林は、陶芸界で革新的な動向を生み出した「走泥社」のメンバーの一人として、また、オブジェ作品を通じて現代陶芸の牽引者として活動してきました。彼は、陶芸の世界における職人の価値や重要性を強調し、日本の焼き物文化における役割や責任についても語ってきました。日本の焼き物文化が日常生活に密接に関わっていることや、文化の多様性が京都の焼き物文化に反映されていることを強調してきました。彼は、焼き物に携わる者として、文化の継承と発展に貢献することの重要性を認識してきました。

 

これまで前衛的なオブジェ作品を数多く制作し、オブジェ作品を作る際に、几帳面な計画よりも直感や手での作業に重きを置いてきました。彼は、合理性や効率性を追求する世の中において、自らの作品作りのスタイルが逆行していることを認識していましたが、その逆行こそが面白いものを生み出す源泉であると考えました。

 

本展は、日本の陶芸界だけにとどまらず重要な展覧会となることでしょう。

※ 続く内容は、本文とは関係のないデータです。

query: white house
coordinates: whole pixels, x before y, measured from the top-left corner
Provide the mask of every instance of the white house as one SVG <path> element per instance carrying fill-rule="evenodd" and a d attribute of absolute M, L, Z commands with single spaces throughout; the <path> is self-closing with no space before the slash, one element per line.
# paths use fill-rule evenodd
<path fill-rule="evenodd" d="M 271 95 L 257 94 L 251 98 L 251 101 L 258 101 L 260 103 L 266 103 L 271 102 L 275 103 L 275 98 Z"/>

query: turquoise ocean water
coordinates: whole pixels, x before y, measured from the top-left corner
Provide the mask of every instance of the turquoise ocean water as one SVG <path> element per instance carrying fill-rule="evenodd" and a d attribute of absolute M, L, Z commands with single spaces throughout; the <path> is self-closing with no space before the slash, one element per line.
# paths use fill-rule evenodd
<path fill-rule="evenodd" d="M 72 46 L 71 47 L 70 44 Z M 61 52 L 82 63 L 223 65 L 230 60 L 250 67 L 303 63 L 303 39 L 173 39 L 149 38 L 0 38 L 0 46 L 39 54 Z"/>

作品を通じて、彼の芸術的な遺産を賞賛、彼の長年の功績を称えることができる貴重な機会になれば幸いです。

 

林秀行(はやし・ひでゆき)

1937年京都生まれ。京都市芸術大学彫刻科卒。林家の長男(弟は三代目・林紅村)。

1964年に走泥社の同人となり(98年の解散まで所属)以来、現代陶芸作品の牽引者の一人として活動。主な展覧会:国立近代美術館、パリポンピドゥセンター(仏)、セーブル陶磁器美術館(仏)、京都市美術館、国立国際美術館、広島県立美術館、また他多数。コレクション:東京国立近代美術館、国立国際美術館、京都市美術館、広島県立美術館、埼玉県立近代美術館、高松市美術館、ロサンゼルス・カウンティ美術館(米)、ファエンツア国際陶磁博物館(伊)、ベルトランド美術館(仏)、装飾美術館(パリ)エバーソン美術館(米)、アリアナ美術館(ジュネーヴ)、ヨーロッパセラミックアートセンター(オランダ)、また他多数。